Alım-satım akdinde akde konu olan malın bütün niteliklerinin ve satış bedelinin alıcı ve satıcı tarafından bilinmesi ve açıklanması gerekir. Satıcının yanlış beyanı üzerine kurulan alım-satım akdinde, malda satın alış amacını ihlal eden ya da fiyatını düşüren bir eksiklik veya kusur bulunur yahut da mal normalden daha pahalı olursa müşteri dilerse satın aldığı malı konuşulan fiyat üzerinden kabul eder, dilerse malı geri vererek akdi bozar. Ancak müşterinin maldaki kusura karşılık fiyattan indirim talebinde bulunma hakkı yoktur. Böyle bir durumda akdi feshederek malı geri verip, yeni bir akit yaparak söz konusu malı daha düşük bir fiyattan satın alması da mümkündür (Merğînânî, el-Hidâye, Beyrut, ts. , III, 36-37)
Alış-veriş akdi hangi durumlarda bozulabilir? Yapılan bir akit hiçbir sebep olmaksızın tarafların karşılıklı rızası ile feshedilebilir mi?
Dinimize göre Müslümanın, verdiği sözü tutması, ahdine ve akdine sadakat göstermesi en önemli görevlerinden birisidir. Alım satım akdi, lazım (bağlayıcı) bir akit olup, sözleşme ile birlikte kesinlik kazanır. Dolayısıyla feshine izin veren durumlar bulunmadıkça akit tek taraflı olarak feshedilemez. Ancak şu durumlarda, her birisi için gerekli olan şartları taşımaları kaydıyla, kurulmuş bir alım satım akdi bozulabilir:
a- İkâle yani sebepli veya sebepsiz, tarafların kurulmuş olan bir akdi karşılıklı rızaları ile (Merğînânî, el-Hidâye III, 54-55). Hz. Peygamber (s.a.s.), alış-verişini bozmak isteyen bir Müslümanın bu talebini kabul eden kişinin, Yüce Allah tarafından hatasının affedileceğini ve kıyamet günü sıkıntısının giderileceğini (Ebû Dâvud, İcâre, 18; Buyu’, 52; İbn Mâce, Ticârât, 26) ifade etmiştir. İkâlenin bu şekilde gerçekleştirilebilmesi için malın akit esnasındaki şekliyle duruyor olması gerekir.

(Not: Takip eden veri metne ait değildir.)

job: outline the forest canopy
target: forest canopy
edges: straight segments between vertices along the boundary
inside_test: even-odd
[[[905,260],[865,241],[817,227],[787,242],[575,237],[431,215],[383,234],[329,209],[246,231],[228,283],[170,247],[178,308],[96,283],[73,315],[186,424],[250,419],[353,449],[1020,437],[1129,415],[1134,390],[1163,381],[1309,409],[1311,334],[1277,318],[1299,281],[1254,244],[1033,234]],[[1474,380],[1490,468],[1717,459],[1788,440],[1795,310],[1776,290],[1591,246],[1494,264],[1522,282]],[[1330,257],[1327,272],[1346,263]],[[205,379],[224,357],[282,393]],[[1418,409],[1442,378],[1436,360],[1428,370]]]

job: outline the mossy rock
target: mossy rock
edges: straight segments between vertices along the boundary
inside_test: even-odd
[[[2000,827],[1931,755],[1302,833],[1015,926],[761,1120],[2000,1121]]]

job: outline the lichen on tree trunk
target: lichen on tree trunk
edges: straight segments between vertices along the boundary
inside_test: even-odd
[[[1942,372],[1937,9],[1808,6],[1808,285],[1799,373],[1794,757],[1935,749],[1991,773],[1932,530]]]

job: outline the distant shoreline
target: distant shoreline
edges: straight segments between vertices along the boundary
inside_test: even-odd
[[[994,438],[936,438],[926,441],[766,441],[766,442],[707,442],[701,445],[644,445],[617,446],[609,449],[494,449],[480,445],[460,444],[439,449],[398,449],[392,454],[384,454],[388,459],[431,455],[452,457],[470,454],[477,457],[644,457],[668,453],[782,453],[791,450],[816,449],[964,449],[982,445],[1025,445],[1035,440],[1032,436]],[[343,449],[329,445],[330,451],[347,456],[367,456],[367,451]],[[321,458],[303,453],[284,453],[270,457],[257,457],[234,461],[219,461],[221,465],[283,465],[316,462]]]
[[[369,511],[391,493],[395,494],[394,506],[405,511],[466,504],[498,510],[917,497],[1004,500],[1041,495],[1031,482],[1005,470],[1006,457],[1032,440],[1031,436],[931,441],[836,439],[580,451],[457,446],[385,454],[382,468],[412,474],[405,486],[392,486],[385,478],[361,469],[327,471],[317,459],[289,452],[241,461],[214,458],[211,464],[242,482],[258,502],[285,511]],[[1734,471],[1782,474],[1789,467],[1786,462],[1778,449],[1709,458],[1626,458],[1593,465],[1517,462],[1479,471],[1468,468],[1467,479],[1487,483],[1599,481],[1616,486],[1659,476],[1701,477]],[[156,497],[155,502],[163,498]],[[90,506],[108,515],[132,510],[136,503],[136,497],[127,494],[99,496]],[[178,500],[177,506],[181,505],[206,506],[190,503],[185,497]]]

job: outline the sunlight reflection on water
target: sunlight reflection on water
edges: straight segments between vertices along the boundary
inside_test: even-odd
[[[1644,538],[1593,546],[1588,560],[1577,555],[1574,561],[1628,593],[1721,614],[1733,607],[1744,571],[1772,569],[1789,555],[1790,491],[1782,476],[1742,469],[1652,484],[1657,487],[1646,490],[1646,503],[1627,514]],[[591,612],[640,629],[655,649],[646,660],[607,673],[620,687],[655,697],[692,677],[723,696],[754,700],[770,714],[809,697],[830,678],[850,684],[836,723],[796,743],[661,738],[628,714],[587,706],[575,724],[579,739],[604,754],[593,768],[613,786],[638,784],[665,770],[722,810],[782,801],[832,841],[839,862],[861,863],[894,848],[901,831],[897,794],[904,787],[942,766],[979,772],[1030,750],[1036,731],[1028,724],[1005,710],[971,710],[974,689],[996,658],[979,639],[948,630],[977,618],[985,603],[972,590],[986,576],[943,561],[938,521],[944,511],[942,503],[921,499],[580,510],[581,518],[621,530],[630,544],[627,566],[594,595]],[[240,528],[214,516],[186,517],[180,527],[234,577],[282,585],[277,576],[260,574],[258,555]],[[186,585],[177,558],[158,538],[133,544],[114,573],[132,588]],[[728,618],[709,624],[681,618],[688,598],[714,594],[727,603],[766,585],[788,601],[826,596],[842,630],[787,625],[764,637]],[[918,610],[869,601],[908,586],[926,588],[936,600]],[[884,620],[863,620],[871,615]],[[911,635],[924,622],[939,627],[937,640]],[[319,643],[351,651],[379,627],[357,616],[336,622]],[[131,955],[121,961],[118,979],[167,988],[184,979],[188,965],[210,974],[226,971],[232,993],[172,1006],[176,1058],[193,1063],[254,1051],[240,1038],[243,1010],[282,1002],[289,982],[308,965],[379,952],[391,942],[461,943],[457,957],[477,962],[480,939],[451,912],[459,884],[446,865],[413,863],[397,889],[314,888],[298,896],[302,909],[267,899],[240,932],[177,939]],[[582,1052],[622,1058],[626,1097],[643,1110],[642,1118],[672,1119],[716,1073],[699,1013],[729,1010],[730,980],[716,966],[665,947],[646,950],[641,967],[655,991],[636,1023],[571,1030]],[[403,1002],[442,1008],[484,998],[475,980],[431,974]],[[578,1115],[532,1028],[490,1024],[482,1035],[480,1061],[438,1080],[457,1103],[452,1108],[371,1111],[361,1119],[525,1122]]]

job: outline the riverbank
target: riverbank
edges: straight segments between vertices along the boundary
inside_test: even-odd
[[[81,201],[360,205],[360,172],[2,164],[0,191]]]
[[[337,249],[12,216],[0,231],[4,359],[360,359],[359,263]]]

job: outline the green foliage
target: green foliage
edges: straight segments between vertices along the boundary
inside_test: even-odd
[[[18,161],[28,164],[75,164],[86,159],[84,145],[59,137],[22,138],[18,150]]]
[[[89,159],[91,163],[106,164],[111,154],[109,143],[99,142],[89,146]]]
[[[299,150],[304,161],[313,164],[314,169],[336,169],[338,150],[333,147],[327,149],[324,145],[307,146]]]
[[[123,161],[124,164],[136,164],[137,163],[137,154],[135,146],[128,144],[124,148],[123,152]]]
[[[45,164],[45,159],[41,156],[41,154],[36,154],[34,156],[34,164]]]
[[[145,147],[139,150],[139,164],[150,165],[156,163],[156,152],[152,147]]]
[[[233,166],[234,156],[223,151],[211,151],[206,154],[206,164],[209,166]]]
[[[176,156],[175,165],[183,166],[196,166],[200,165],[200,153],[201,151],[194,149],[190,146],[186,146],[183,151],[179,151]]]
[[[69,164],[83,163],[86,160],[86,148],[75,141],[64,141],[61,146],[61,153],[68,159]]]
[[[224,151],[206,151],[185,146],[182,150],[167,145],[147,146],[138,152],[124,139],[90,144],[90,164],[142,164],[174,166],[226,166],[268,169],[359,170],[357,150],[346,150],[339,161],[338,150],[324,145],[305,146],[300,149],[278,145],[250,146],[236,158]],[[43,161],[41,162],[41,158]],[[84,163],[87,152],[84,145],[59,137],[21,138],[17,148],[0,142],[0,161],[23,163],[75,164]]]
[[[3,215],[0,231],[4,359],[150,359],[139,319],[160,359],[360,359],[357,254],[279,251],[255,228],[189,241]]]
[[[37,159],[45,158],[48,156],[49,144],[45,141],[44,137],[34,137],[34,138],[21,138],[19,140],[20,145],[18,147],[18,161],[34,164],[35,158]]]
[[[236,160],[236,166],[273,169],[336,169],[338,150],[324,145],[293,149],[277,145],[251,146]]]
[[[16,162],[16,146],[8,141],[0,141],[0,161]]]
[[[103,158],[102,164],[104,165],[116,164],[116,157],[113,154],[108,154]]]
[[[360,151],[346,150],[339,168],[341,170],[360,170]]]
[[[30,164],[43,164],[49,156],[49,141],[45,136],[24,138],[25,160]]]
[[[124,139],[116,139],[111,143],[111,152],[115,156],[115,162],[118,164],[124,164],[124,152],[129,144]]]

b- Alıcı veya satıcıdan birisinin ya da her ikisinin muhayyerlik (belirlenen süre içinde akdi devam ettirme veya feshetme) hakkı bulunup, bu hakka sahip olanın, süresi içersinde akdi feshetmesi ile (Merğînânî, el-Hidâye III, 27),
Malda, piyasada değerini düşmesini gerektirecek bir kusur bulunup, müşterinin bu kusur nedeniyle akdi feshetmesi ile (Merğînânî, el-Hidâye III, 35 ve dev. ),
Bir malı görmeden satın alan kişinin, malı gördüğünde kullandığı muhayyerlik hakkı ile (Merğînânî, el-Hidâye, III, 32),
Alıcı veya satıcıdan birisi, yekdiğerini kandırarak (tağrir ile) normalden çok aşağı veya fazla fiyatla (gabn-i fâhiş ile) alıp satarlarsa, kandırılan kişinin bu akdi feshetmesiyle (Mecelle, M. 357).
Aşırı aldanmanın (gabn-i fâhişin) ölçüsü İslam âlimleri arasında tartışılmıştır. Kimileri fiyat takdircilerinin (bilirkişilerin) tespit ettiği tahmini meblağların üst sınırını aşan bir fiyata satma ya da satın alma durumunu gabn-i fâhiş sayarken (Kâsânî, Bedâiu’s-sanâi, VI, 30; İbn Nüceym, el-Bahru’r-râik, I, 171), kimileri insanların çokça alıp sattıkları mallarda (urûzda) %5, hayvanda %10, taşınmaz mallarda %20’lik ve daha üstü farkı gabn-i fâhiş olarak kabul etmişlerdir. Mecelle bu görüşe göre düzenlenmiştir (Mecelle, M. 156; Ali Haydar, Düreru’l-hukkâm Şerh-u Mecelleti’l-ahkâm, I, 248).